Plusieurs crises sanitaires liées à l’alimentation se sont succédé au cours des dernières décennies. On se souvient de l’affaire de la vache folle (ESB) dans les années 90-2000, ou plus récemment, les lasagnes à la viande de cheval (Horsegate) en 2013, les œufs au fipronil en 2017, ou encore les pizzas Buitoni contaminées, en 2022. Même le chocolat n’est pas épargné, avec la découverte en juin dernier de cadmium dans certains chocolats par l’UFC-Que Choisir.
Qu’elles soient révélées par la presse, des lanceurs d’alerte ou des études scientifiques, ces affaires peuvent entraîner des évolutions réglementaires notables. En 2007, l’étude de Southampton avait établi un lien entre certains colorants alimentaires et l’hyperactivité chez les enfants. Résultat : obligation d’un étiquetage spécifique et reformulation massive par les industriels, qui ont privilégié les colorants naturels. Dès 2011, ces derniers dépassaient en volume les colorants artificiels… La tendance clean label était lancée.

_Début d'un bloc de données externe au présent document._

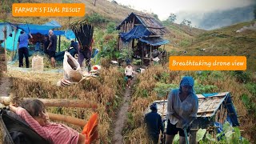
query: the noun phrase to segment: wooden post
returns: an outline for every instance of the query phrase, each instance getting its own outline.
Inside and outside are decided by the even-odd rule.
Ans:
[[[14,46],[15,46],[15,38],[16,38],[17,28],[14,30],[14,38],[13,42],[13,54],[11,55],[11,60],[14,61]],[[17,50],[18,50],[18,47],[17,47]]]
[[[6,59],[6,36],[7,35],[7,30],[6,26],[4,27],[3,29],[3,39],[4,39],[4,51],[5,51],[5,71],[7,72],[7,59]]]
[[[144,52],[144,43],[142,43],[142,66],[143,66],[143,61],[144,61],[144,54],[143,54],[143,52]]]
[[[151,64],[151,48],[152,48],[152,46],[150,45],[150,65]]]
[[[58,36],[58,52],[61,51],[61,35]]]

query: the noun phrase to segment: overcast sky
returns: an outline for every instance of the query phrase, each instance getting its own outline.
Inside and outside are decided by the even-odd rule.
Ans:
[[[109,0],[111,1],[111,0]],[[133,9],[153,12],[160,20],[165,20],[170,13],[180,11],[206,12],[228,10],[253,4],[256,0],[115,0],[118,4],[130,6]]]

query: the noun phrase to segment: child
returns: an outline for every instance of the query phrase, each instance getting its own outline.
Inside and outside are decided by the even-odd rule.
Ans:
[[[82,134],[61,123],[50,122],[44,104],[38,99],[25,100],[22,107],[10,105],[10,110],[23,118],[30,127],[50,143],[89,144],[98,137],[98,115],[93,114]]]
[[[130,66],[130,63],[128,63],[125,70],[125,74],[126,74],[126,77],[127,77],[128,78],[126,86],[128,86],[129,88],[130,88],[130,85],[131,85],[130,80],[131,80],[133,73],[134,73],[134,69]]]

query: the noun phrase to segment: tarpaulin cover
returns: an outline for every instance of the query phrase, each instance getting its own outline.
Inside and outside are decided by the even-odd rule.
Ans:
[[[55,28],[62,27],[62,26],[59,23],[58,23],[58,22],[56,22],[54,20],[52,20],[49,22],[46,22],[46,23],[43,24],[43,26],[54,26]]]
[[[169,43],[168,40],[165,40],[165,39],[162,39],[162,38],[157,38],[157,37],[142,38],[139,39],[139,41],[142,42],[146,42],[151,46],[160,46],[160,45],[165,45],[166,43]]]
[[[13,50],[13,47],[14,47],[14,35],[15,35],[15,41],[14,41],[14,50],[17,50],[17,43],[18,43],[18,36],[21,34],[22,30],[18,29],[16,32],[16,35],[14,34],[14,31],[13,31],[12,34],[12,37],[9,37],[7,36],[6,38],[6,49],[9,50]],[[4,42],[2,42],[1,44],[2,47],[4,47]]]
[[[230,93],[226,95],[225,106],[226,107],[228,113],[232,114],[227,114],[226,120],[232,125],[232,126],[238,126],[239,122],[238,120],[238,114],[235,112],[235,109],[233,106]]]
[[[120,33],[120,37],[124,42],[129,42],[134,38],[148,37],[149,35],[150,35],[150,32],[143,25],[134,27],[128,33]]]
[[[43,25],[35,25],[35,24],[18,24],[17,26],[19,29],[23,30],[26,33],[29,34],[48,34],[49,30],[57,28],[53,26],[43,26]],[[65,31],[63,30],[54,30],[55,35],[64,35]]]
[[[75,38],[75,34],[73,32],[73,30],[67,30],[65,31],[65,37],[69,40],[74,39]]]
[[[11,33],[11,24],[9,22],[3,22],[3,23],[0,23],[0,40],[3,40],[3,29],[4,27],[6,26],[6,37],[9,36],[10,33]]]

Le bisphénol A, un perturbateur endocrinien, a été interdit en 2012 dans les contenants destinés aux enfants de moins de trois ans, puis dans tous les contenants alimentaires en France à partir de 2015. Plus récemment, le dioxyde de titane (E171), suspecté d’effets immunotoxiques et cancérigènes, a été interdit dans l’alimentation en Europe depuis janvier 2022. Huit arômes de fumée ont également été retirés du marché européen en juillet 2024 pour leur potentiel à endommager l’ADN ou provoquer des cancers.
Ces alertes peuvent aussi entraîner des répercussions locales. Fin 2024, les ONG Bloom et Foodwatch ont révélé la présence de mercure dans des boîtes de thon en conserve. Huit grandes villes françaises – Paris, Lyon, Lille, Montpellier, Rennes, Grenoble, Bègles et Mouans-Sartoux – ont cessé de proposer du thon dans les cantines scolaires, affectant ainsi l’alimentation de quelque 3,5 millions d’élèves.
La résilience de l’industrie alimentaire fait que les avancées scientifiques ou les mauvaises pratiques des uns sont autant d’opportunités pour d’autres de développer des produits plus adaptés aux nouvelles attentes des consommateurs.
Par exemple, fondée par Anne Nguyen, la start-up BioAlva développe une alternative végétale au poisson à base d’algues et de légumineuses fermentées françaises avec une démarche durable pour pallier la surpêche, tout en apportant les bienfaits nutritionnels des produits marins sans ajout de nutriments artificiels. Leur cible : les cantines scolaires. Soutenue entre autres par Bpifrance, Vitagora, Food’InnLab, AgroParitech et le Conseil national pour la résilience alimentaire, la start-up a reçu, en 2024, le laurier de la transition alimentaire, catégorie Développement durable.
Malgré ces crises, rappelons que l’alimentation en Europe n’a jamais été aussi encadrée et sûre. La clé reste la diversité : car comme le dit le vieil adage, c’est la dose qui fait le poison. Une exposition ponctuelle à un contaminant peut être moins nocive qu’une consommation excessive de sucres et de graisses saturées sur le long terme.
Et en cette saison des champignons, gardons à l’esprit que la nature elle-même reste l’une des plus grandes sources de toxines alimentaires…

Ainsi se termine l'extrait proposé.